The old man would not look at him. “As Your Grace pleases.”
“Your guests have traveled a great distance,” the Duke said. “Tonight, however high Rios’s moon stands in the sky, they might be spared the bleak judgment of the Sword-god’s ways.” Plucking the decanter from the old man’s fingers, Haute-Tielmark sloshed himself a final refill. “These people must return safely to Princeport, and the sooner the better. The girl owes duty to Prince Benet—and her man is dire needed on my border. Tonight my men will guard their doors; tomorrow I will outfit them for travel and see them swiftly on their way.
“I would spare them more words tonight. By Benet High Prince’s name, be kind, good Sieur. I would beg that you accommodate myself and my own men this night, that I may more briskly complete my arrangements come morning.”
The old man’s shoulders slumped deeper. “My house is humble,” he said. “It has been many moons since we have supported so large a party of guests. But all will be done as you require.” Some deep strain had moved between the men—some deep warning.

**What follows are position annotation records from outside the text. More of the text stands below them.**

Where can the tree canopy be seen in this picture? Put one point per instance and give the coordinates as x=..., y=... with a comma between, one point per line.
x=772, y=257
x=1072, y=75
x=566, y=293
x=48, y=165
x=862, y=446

Gaultry could not conceive what battle they had played. She knew only that Sieur Jumery had been bested.
The Duke swung back his wine and set his goblet down, his hand steady despite the massive volume of alcohol he’d consumed. “I would have my men called to me.”
“So it please your Grace.” Sieur Jumery tugged at the bell pull by the mantel. Deep in the house, an answering bell resounded. The Duke’s men soon came tramping in from the stable. Like their master, they wore an odd assortment of riding leathers buckled on over finery. They shot Gaultry and Martin many curious looks as they accompanied them upstairs, through the moonlight of the window over the landing, and along the quiet upstairs halls to the rooms the old man had assigned them. Sieur Jumery, stony-faced, led the way, carrying the lantern.
“If it so pleases your Grace,” he said, “I would have you share the grand chamber over the court, along with the Stalkingman. My women have not had time to air another room.”
“I would not have you put out,” the Duke answered smoothly. As Gaultry opened the door to her room and stepped in alone, he arched a brow and smiled. “Not bedding together?” He turned to Martin and grinned, “See, now I’ll have all your news before it arrives at court.”
“Good night, Your Grace.” Gaultry pulled the door hastily to, her cheeks burning. What good were the chaste relations that Martin and she had so carefully maintained, if everyone already believed they were keeping consort?
Outside the door, the Duke’s guard noisily settled himself.
Across the room, the Sharif’s eyes were open, brimming with questions. Gaultry shook her head.
Go to sleep
, she told the woman.
Go back to sleep if you can. We have a surprise ally, and all is well
. She touched the Sharif gently on her bandaged shoulder.
I’ll try to explain in the morning.
In the morning, when they were out from under this harsh judging moon, and out of this strange house.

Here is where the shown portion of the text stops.